A number of challenges arise when conducting EWAS (Fig. ). I discuss different categories of these challenges below.
The main challenge in the EWAS field is the selection of samples. In epidemiologic studies, blood is the most common sample source. In ideal situations, tissues should be used for any analysis because epigenetic signatures are different in different types of cells. However, tissue collection involves invasive technologies, and problems arise when samples are collected from the same subjects for follow-up studies.
Populations are selected for epidemiologic studies based on the research questions. Problems associated with low recruitment and dropout rates should be considered before planning a study with a large number of subjects. Reaching an adequate high-quality sample size remains a challenge in epidemiologic studies. Different kinds of biological samples have been used for epigenetic analysis (see Table ). Variations between persons and within a person may be challenging when considering the dynamic nature of epigenetic-mediated gene regulation. Unlike genomic information, which is static, epigenomic information changes with time.

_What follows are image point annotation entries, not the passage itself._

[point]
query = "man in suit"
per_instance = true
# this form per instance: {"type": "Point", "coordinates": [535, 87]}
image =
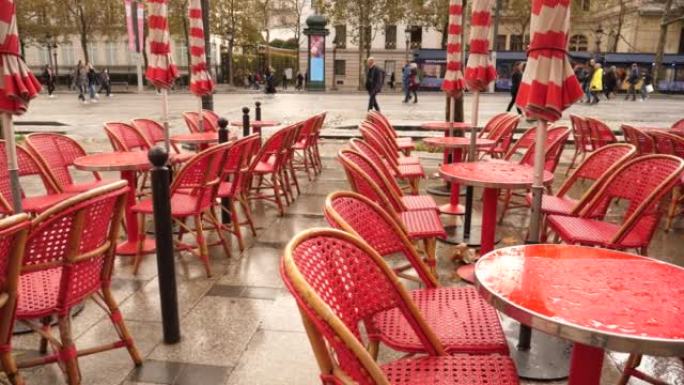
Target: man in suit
{"type": "Point", "coordinates": [374, 80]}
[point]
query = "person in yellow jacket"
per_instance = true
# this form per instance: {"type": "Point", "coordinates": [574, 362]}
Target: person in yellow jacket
{"type": "Point", "coordinates": [596, 85]}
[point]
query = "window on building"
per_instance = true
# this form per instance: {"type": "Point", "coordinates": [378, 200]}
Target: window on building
{"type": "Point", "coordinates": [516, 43]}
{"type": "Point", "coordinates": [579, 43]}
{"type": "Point", "coordinates": [112, 53]}
{"type": "Point", "coordinates": [500, 44]}
{"type": "Point", "coordinates": [340, 36]}
{"type": "Point", "coordinates": [390, 37]}
{"type": "Point", "coordinates": [416, 40]}
{"type": "Point", "coordinates": [340, 67]}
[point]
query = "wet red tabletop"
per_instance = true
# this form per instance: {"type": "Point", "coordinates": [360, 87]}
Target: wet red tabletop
{"type": "Point", "coordinates": [445, 126]}
{"type": "Point", "coordinates": [196, 138]}
{"type": "Point", "coordinates": [492, 174]}
{"type": "Point", "coordinates": [591, 296]}
{"type": "Point", "coordinates": [256, 123]}
{"type": "Point", "coordinates": [457, 142]}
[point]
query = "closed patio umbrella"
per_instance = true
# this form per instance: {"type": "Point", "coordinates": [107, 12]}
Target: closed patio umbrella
{"type": "Point", "coordinates": [161, 71]}
{"type": "Point", "coordinates": [201, 83]}
{"type": "Point", "coordinates": [548, 86]}
{"type": "Point", "coordinates": [17, 87]}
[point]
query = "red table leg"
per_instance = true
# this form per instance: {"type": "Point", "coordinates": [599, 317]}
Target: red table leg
{"type": "Point", "coordinates": [585, 365]}
{"type": "Point", "coordinates": [130, 245]}
{"type": "Point", "coordinates": [489, 200]}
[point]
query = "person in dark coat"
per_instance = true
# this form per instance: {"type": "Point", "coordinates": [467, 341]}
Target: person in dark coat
{"type": "Point", "coordinates": [516, 79]}
{"type": "Point", "coordinates": [49, 79]}
{"type": "Point", "coordinates": [374, 80]}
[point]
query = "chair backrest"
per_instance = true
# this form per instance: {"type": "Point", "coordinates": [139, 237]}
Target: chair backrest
{"type": "Point", "coordinates": [368, 181]}
{"type": "Point", "coordinates": [597, 167]}
{"type": "Point", "coordinates": [364, 148]}
{"type": "Point", "coordinates": [364, 218]}
{"type": "Point", "coordinates": [553, 148]}
{"type": "Point", "coordinates": [78, 236]}
{"type": "Point", "coordinates": [200, 176]}
{"type": "Point", "coordinates": [581, 134]}
{"type": "Point", "coordinates": [13, 233]}
{"type": "Point", "coordinates": [600, 133]}
{"type": "Point", "coordinates": [125, 137]}
{"type": "Point", "coordinates": [339, 282]}
{"type": "Point", "coordinates": [666, 143]}
{"type": "Point", "coordinates": [56, 154]}
{"type": "Point", "coordinates": [639, 138]}
{"type": "Point", "coordinates": [642, 182]}
{"type": "Point", "coordinates": [678, 125]}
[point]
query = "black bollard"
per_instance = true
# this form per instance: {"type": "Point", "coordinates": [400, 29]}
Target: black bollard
{"type": "Point", "coordinates": [245, 122]}
{"type": "Point", "coordinates": [225, 202]}
{"type": "Point", "coordinates": [257, 111]}
{"type": "Point", "coordinates": [166, 268]}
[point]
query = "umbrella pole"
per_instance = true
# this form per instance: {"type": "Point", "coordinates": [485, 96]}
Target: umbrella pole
{"type": "Point", "coordinates": [12, 167]}
{"type": "Point", "coordinates": [538, 183]}
{"type": "Point", "coordinates": [165, 118]}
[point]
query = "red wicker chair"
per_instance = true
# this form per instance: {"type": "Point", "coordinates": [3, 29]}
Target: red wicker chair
{"type": "Point", "coordinates": [639, 138]}
{"type": "Point", "coordinates": [382, 176]}
{"type": "Point", "coordinates": [642, 183]}
{"type": "Point", "coordinates": [404, 144]}
{"type": "Point", "coordinates": [233, 185]}
{"type": "Point", "coordinates": [581, 135]}
{"type": "Point", "coordinates": [69, 258]}
{"type": "Point", "coordinates": [601, 134]}
{"type": "Point", "coordinates": [267, 167]}
{"type": "Point", "coordinates": [666, 143]}
{"type": "Point", "coordinates": [28, 166]}
{"type": "Point", "coordinates": [423, 225]}
{"type": "Point", "coordinates": [56, 154]}
{"type": "Point", "coordinates": [339, 283]}
{"type": "Point", "coordinates": [478, 331]}
{"type": "Point", "coordinates": [193, 195]}
{"type": "Point", "coordinates": [13, 232]}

Epigenetic profiles respond to environmental changes, and identifying disease-specific profiles requires knowledge of exposures, modifiable factors, and their effects. Exposure measurement limitations and the subsequent risk of misclassification present another major challenge. Improved exposure assessment techniques are needed. Several papers assess the contribution of environmental factors in cancer etiology at 1 to 19% [35
]. Alterations in epigenetic profiles may be due to specific genes or to a large section of the genome. The effects of gene-environment interactions already are taken into account because the epigenotype reflects the effects of the environment and genes on the epigenome. Folic acid, choline, and methionine are known to directly affect epigenetic profiles [41
After epigenetic profiles and markers are identified, they should be mapped, and their relationship should be established in large-scale studies. The large amount of data produced from each run (may exceed 1Gb) poses another challenge for EWAS. Thus far, the genome-wide epigenetic profiling of LINE and SINE sequencing has not been completed. When these data are combined with previously collected data, it will be challenging to integrate all of these data and reach useful conclusions. Only a few laboratories have the expertise required to conduct analyses of all four of the components of epigenetics. Collaboration is needed among investigators with different expertise, such as in methylation, histone, chromatin, miRNA, epidemiology, bioinformatics, and statistics. Partnerships with industry may be helpful in this area. Histone profiling is based on ChIP-on-chip analysis, for which high-quality monoclonal antibodies should be used. Few commercially available monoclonal antibodies are of high quality, however. The NIH Epigenome Roadmap has initiated a program to generate monoclonal antibodies against all major histone modifications (http://commonfund.nih.gov/epigenomics/index.asp
). These antibodies will be made readily available to investigators.
New tools are needed to fully utilize GWAS data and determine their correlation with EWAS data. These tools should facilitate the integration of genetic and environmental exposure data into EWAS data to enable the identification of populations at high risk of developing cancer. Data generated by the NIH Epigenome Roadmap program are maintained at the National Center for Bioinformatics Information (NCBI) and dbGAP (the Database of Genotypes and Phenotypes). GWAS data are stored and maintained at dbGAP. Currently, however, no arrangements have been made for storing and maintaining EWAS data at a central location. A variety of approaches have been adopted for epigenetic and epidemiologic studies, such as cohort studies, case-control studies, cross-sectional studies, intervention studies, family-based studies, twin cohorts, and birth cohorts, but the best approach has not been determined. High-throughput technologies are required for these studies. Thus far, most studies have been completed using differential methylation profiles.
Much of the genome has repeat sequences (Alu and LINE) that are methylated in the normal state [44
]. The role of these repeat sequences has not been incorporated into the outcomes of most of the epidemiology studies conducted thus far. A systematic study of the these sequences and their association should be conducted. These sequences are prone to integration by infectious agents and may contribute to the development of cancer.
In conclusion, there is a need to translate curiosity-driven basic research into patient-care-focused clinical research via epigenomics.